The ubiquitous regulatory and statutory exemptions for Big Ag make lawsuits a last, and sometimes only resort. And lest there be any doubt, the lawsuits being brought are far from “frivolous.” CAFOs produce a massive amount of manure, sometimes amounting to “more raw waste than the human population of a large U.S. city.” With more manure than can be used as fertilizer, the feces is dumped into football-field sized “lagoons” where it produces and releases deadly gases linked to a host of diseases in people exposed to them. Waste lagoons are prone to leaks and spills, which can lead to dangerous ground and water contamination. Fertilizer manure is just as hazardous: some states, like North Carolina, allow it to be applied through a spray field system, where it is sprayed directly into the air, causing a smell “like a body that’s been decomposed for a month.”

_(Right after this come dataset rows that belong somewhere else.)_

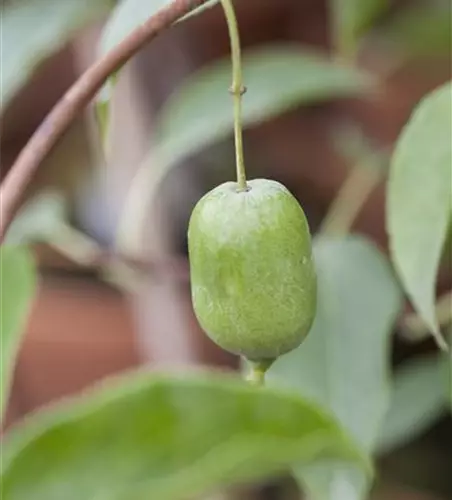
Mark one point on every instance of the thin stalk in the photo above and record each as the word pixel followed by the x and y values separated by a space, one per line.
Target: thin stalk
pixel 257 370
pixel 237 90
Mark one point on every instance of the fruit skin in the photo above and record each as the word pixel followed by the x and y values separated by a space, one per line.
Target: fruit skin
pixel 253 280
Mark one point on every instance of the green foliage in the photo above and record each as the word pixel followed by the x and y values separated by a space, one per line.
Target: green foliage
pixel 343 363
pixel 421 29
pixel 419 201
pixel 200 111
pixel 39 220
pixel 351 19
pixel 127 16
pixel 34 30
pixel 418 400
pixel 168 438
pixel 17 287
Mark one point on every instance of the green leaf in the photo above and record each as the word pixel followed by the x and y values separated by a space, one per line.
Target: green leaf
pixel 343 364
pixel 17 287
pixel 39 220
pixel 34 30
pixel 200 111
pixel 419 201
pixel 418 401
pixel 421 29
pixel 351 19
pixel 128 15
pixel 165 437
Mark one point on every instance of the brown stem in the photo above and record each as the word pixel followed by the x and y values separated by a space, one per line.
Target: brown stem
pixel 72 103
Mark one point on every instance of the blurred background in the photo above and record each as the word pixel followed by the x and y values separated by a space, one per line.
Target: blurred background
pixel 87 324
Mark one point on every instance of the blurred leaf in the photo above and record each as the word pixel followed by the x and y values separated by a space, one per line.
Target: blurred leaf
pixel 418 401
pixel 33 30
pixel 424 28
pixel 128 15
pixel 39 220
pixel 343 364
pixel 419 201
pixel 17 287
pixel 166 438
pixel 351 19
pixel 200 111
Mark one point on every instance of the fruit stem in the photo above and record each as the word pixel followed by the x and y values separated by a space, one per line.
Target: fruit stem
pixel 257 371
pixel 237 90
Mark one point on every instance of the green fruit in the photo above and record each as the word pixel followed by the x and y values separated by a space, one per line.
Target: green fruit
pixel 253 279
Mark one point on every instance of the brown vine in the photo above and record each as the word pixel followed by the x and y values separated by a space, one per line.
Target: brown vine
pixel 74 101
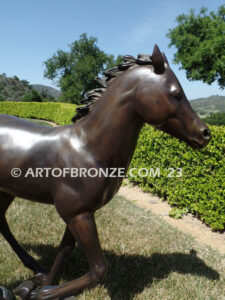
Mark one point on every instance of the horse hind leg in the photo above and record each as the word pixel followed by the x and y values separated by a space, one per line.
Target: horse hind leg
pixel 27 260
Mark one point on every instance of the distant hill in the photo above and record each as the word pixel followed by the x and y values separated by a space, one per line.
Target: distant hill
pixel 47 90
pixel 12 88
pixel 205 106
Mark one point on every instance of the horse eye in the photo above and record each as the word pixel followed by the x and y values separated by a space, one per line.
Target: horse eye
pixel 178 96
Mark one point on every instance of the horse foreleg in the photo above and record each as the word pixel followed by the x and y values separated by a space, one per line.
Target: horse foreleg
pixel 84 230
pixel 65 248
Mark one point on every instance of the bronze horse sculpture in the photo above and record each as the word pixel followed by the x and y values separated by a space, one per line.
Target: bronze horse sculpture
pixel 140 90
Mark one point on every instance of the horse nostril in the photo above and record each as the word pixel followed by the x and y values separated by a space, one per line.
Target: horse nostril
pixel 206 134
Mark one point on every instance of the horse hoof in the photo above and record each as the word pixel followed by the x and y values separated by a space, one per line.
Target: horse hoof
pixel 24 289
pixel 42 293
pixel 40 278
pixel 6 294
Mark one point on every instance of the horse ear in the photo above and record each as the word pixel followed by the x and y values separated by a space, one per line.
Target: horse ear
pixel 165 58
pixel 157 61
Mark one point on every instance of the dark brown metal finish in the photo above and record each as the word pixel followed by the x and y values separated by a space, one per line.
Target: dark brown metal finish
pixel 141 90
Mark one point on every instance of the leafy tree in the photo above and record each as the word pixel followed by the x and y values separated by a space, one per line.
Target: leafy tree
pixel 200 44
pixel 33 96
pixel 74 71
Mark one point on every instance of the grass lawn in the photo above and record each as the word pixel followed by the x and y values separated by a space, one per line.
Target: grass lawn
pixel 40 122
pixel 147 259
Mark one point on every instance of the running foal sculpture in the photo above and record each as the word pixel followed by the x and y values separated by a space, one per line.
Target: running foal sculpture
pixel 138 91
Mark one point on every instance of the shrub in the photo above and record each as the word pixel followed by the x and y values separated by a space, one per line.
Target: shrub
pixel 201 189
pixel 216 119
pixel 60 113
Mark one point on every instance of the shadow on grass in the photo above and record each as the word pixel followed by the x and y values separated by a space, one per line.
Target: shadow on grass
pixel 127 274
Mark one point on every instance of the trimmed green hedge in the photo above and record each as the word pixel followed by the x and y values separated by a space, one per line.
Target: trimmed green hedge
pixel 201 189
pixel 59 113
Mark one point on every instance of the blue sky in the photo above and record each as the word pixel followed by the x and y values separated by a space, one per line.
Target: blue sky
pixel 32 31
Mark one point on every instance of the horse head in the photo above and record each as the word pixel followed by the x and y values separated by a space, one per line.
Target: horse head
pixel 161 101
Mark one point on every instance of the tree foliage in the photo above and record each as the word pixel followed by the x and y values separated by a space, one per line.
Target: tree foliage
pixel 74 71
pixel 200 44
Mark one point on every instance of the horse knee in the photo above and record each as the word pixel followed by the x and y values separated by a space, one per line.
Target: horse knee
pixel 98 273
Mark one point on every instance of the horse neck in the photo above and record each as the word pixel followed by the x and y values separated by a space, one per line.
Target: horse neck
pixel 112 127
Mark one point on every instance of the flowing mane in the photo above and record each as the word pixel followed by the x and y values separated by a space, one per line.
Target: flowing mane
pixel 93 96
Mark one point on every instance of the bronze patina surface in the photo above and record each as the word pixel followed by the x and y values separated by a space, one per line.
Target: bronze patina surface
pixel 142 90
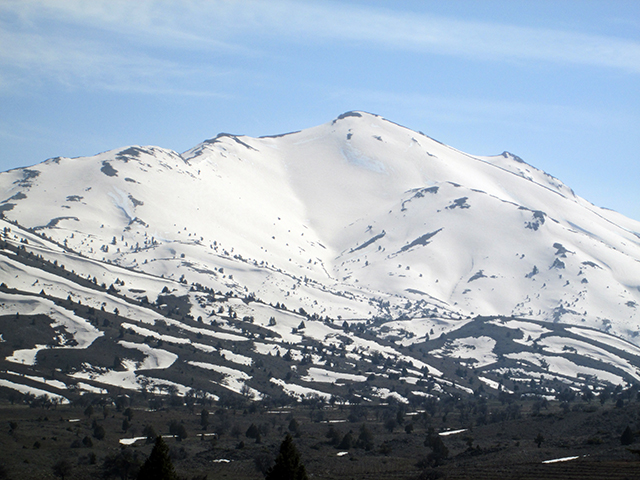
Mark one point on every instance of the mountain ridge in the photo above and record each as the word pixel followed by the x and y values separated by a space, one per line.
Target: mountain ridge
pixel 377 239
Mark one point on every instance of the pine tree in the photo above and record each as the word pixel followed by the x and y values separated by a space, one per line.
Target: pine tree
pixel 627 436
pixel 158 466
pixel 288 465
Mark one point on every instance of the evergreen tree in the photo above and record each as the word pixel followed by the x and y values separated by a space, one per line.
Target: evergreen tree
pixel 158 466
pixel 62 468
pixel 288 465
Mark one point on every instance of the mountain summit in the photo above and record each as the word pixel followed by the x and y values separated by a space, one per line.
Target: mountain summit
pixel 358 220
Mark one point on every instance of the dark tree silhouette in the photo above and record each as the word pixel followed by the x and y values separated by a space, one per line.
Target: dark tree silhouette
pixel 158 466
pixel 288 465
pixel 627 436
pixel 123 465
pixel 62 468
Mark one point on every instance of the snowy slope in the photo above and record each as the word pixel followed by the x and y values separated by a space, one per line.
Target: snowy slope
pixel 358 219
pixel 361 206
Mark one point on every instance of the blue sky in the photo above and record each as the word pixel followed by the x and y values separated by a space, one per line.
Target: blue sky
pixel 555 82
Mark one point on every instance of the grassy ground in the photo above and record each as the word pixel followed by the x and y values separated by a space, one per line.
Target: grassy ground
pixel 32 440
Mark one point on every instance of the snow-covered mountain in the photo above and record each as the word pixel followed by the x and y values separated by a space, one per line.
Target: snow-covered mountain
pixel 358 220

Along with causing rampant pollution and serious health issues like asthma, blue-baby syndrome (where the baby cannot get the oxygen it needs), and chronic bronchitis, CAFO waste can lead to “life-altering” disruptions. In the Missouri case, the jury was shown slides of hog manure lagoons operated by a Smithfield subsidiary, one with a 5-inch crust of flies feasting on it. These so-called “filth flies” contaminate anything they come into contact with. Residents who lived near the CAFO also complained of a stench so overwhelming that they would “retch and run indoors.” A plaintiff in a case against a North Carolina CAFO said that the fumes from the lagoon and spray field system made it hard to breathe and led to “asthma, chronic skin disorders, sinus problems, depression and a suite of other health issues.”

Adding insult to injury, communities that are most harmed by Big Ag end up paying the costs.

In addition to direct costs in the form of billions of dollars of subsidies to Big Ag per year, funded by taxpayers,  Big Ag benefits from tax exemptions and abatements that reduce revenue to the state and county while putting extra strain on local resources. Then there are costs associated with air pollution, water pollution, animal mistreatment and cruelty, increased illness and antibiotic resistance, resource depletion, and worker exploitation, not to mention reduced enjoyment of property and the degradation of qualify of life for those who live nearby.

And while government proponents of protecting Big Ag do so under the guise of saving animal agricultural producers the costs of defending “frivolous” suits, this doesn’t account for time and money states spend defending or prosecuting worthy cases, like the one FarmSTAND and its partners recently won in North Carolina. There, the North Carolina legislature passed an unconstitutional law that restricted organizations and journalists from conducting and publicizing undercover investigations in privately owned CAFOs and slaughterhouses, and then chose to defend the case all the way up to the U.S. Supreme Court, costing taxpayers almost a million dollars in attorney’s fees.

Laws like this are all too common, but that doesn’t mean the fight is over. Advocates and impacted communities alike remain committed to reigning in Big Ag’s hold on government. At FarmSTAND, we’re ready to keep fighting alongside communities to ensure their rights to a fairer, cleaner, safer world.